Population pharmacokinetic (PK) – pharmacodynamic (PD) modelling was utilised to simulate erlotinib and gefitinib dosage regimens for non-small cell lung cancer. In silico clinical trials with virtual patients, of several resistance levels, were simulated in order to optimise pharmacotherapy and get better therapeutic outcomes.
How was it done?
The utilised PK/PD model and average parameter values were obtained from the study of Eigenmann and colleagues. This model was fully validated using statistical criteria and goodness of fit plots. In order to simulate many possible conditions that may occur in clinical practice, several different values of erlotinib and gefitinib clearance, absorption rate, pharmacodynamic characteristics (like tumor volume), and resistance were assessed. In addition, several dosage schemes were simulated. The entire modelling work was performed in Monolix® 2019R1.
What has been achieved?
Concentration vs. time and effect vs. time plots for the virtual patients were simulated for a variety of conditions and tumour resistance levels. For both TKIs, decrease of body clearance led to higher plasma concentrations, as well as more intense and longer duration of the effect (i.e. tumour volume shrinkage). Enhanced drug effect on resistant cells resulted in a decrease in tumour volume.
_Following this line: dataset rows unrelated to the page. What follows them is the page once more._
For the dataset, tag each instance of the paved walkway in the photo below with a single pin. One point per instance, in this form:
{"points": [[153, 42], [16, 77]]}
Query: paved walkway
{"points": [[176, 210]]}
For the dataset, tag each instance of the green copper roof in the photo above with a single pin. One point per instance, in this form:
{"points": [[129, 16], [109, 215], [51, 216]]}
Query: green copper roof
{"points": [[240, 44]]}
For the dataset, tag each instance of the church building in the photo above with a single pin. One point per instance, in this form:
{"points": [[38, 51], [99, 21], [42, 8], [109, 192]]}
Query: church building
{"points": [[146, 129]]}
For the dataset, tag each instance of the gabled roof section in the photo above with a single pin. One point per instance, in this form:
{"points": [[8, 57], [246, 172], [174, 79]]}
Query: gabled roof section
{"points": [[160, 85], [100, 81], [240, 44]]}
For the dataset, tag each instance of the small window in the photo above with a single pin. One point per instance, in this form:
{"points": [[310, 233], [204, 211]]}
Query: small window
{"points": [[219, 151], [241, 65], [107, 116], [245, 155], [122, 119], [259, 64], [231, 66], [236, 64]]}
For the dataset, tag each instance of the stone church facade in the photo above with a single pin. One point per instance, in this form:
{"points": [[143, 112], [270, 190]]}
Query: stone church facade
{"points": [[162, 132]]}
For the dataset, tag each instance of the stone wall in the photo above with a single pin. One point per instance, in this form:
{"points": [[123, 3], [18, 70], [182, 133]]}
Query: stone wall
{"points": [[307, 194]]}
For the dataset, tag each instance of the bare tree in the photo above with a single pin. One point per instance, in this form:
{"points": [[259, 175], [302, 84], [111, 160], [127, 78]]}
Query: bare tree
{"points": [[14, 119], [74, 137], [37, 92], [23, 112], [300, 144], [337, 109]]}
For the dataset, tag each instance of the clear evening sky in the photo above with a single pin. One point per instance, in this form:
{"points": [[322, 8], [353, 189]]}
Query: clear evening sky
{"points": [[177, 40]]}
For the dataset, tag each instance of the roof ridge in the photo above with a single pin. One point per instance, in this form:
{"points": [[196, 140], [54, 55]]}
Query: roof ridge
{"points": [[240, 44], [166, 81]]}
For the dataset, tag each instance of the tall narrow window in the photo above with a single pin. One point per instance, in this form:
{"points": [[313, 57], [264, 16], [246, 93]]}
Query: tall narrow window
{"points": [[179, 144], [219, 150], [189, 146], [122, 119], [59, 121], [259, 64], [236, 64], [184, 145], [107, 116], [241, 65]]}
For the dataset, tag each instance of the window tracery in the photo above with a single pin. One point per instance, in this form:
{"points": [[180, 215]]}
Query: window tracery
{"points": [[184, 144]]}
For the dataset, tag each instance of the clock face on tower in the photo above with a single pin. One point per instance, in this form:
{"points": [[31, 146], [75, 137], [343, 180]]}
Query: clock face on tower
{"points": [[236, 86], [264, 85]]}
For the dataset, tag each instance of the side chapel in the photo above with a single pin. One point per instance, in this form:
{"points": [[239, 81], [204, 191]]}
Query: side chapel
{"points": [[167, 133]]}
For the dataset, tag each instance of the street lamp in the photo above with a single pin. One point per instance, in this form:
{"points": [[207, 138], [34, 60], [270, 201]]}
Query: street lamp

In addition, a variety of concentration-time profiles were simulated, making it possible to choose the best regimen for each patient.
What next?
In this study, the use of modelling techniques led to the simulation of many conditions of patients and adjustment of dosage regimens according to their needs. Wider application of in silico methods using virtual patients will allow the design of the most appropriate individualised dosage schemes tailored to the patients’ requirements.